Re: unique values from a field in a result

Posted by Chris Hostetter <ho...@fucit.org>.

: You are correct I'm looking for the unique values for one field in a DocSet.
: The field is not multivalued. and it contains only 1 long value, the pk of a
: database table
: But you said the counts are stored in the index, I don't see that. Because

there's something very confusing about your question ... if the value of 
the field is unique for every document (by "pk" you mean the primary key 
for these docs in your database correct?) then why do you specificly need 
the "unique terms" ? ... aren't they by definition unique?

usually when people ask questions like this, they are interested in the 
"unique values" for something like a "category" field, where lots of 
documenst are in the same category, and they want to know what the full 
list of categories is for all ofhte documenst that match their query.

if you want the list of all "primary keys" for all the documents that 
match your query, why not just make sure that field has stored="true" in 
the schema.xml and getthe values that way?

I'm extra confused because of this comment...

: when I debug simplefacet. It always iterates over all the documents in the
: result docset (SimpleFacet.getFieldCacheCounts line 259).

it doesn't *seem* like faceting is neccessary, but why do you think 
iterating over all the documents in your result set set seems like a waste 
here?  if you want to know what *all* the values are for every document in 
your doc set, then regardless of wether the values are distinct for 
each doc, how else could Solr get all the values then looking at each 
matching doc?



-Hoss

Re: unique values from a field in a result

Posted by Thijs Vonk <vo...@gmail.com>.

You are correct I'm looking for the unique values for one field in a 
DocSet. The field is not multivalued. and it contains only 1 long value, 
the pk of a database table
But you said the counts are stored in the index, I don't see that. 
Because when I debug simplefacet. It always iterates over all the 
documents in the result docset (SimpleFacet.getFieldCacheCounts line 259).

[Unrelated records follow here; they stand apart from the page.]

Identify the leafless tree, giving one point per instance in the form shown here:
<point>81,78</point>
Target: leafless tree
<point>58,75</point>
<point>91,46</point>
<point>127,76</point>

But if this is the only way, then ok.
 Thnx

Thijs

Ryan McKinley wrote:
>
> On Apr 27, 2008, at 7:50 AM, Thijs Vonk wrote:
>> What is the best way to get the unique terms from a field in a result?
>> I've been using SimpleFacet to do this. However, I don't need the 
>> counts, so it seems overkill to have to iterate over all the result 
>> documents per field to get the unique values for that field.
>> The field's contain database Id's that I use on the client side to 
>> get aditional information from the database.
>>
>> Is there a faster way to get the unique values from a field in a result?
>>
>
> If you are looking for the unique terms for a field across all 
> documents, faceting is the way to go.  The counts are stored in the 
> index, so i don't think that is a substantial loss.
>
> If you are looking for the unique terms within a document (I doubt you 
> are, but not totally clear from your question) perhaps you could store 
> the unique terms?
>
> ryan

Re: unique values from a field in a result

Posted by Ryan McKinley <ry...@gmail.com>.

On Apr 27, 2008, at 7:50 AM, Thijs Vonk wrote:
> What is the best way to get the unique terms from a field in a result?
> I've been using SimpleFacet to do this. However, I don't need the  
> counts, so it seems overkill to have to iterate over all the result  
> documents per field to get the unique values for that field.
> The field's contain database Id's that I use on the client side to  
> get aditional information from the database.
>
> Is there a faster way to get the unique values from a field in a  
> result?
>

If you are looking for the unique terms for a field across all  
documents, faceting is the way to go.  The counts are stored in the  
index, so i don't think that is a substantial loss.

If you are looking for the unique terms within a document (I doubt you  
are, but not totally clear from your question) perhaps you could store  
the unique terms?

ryan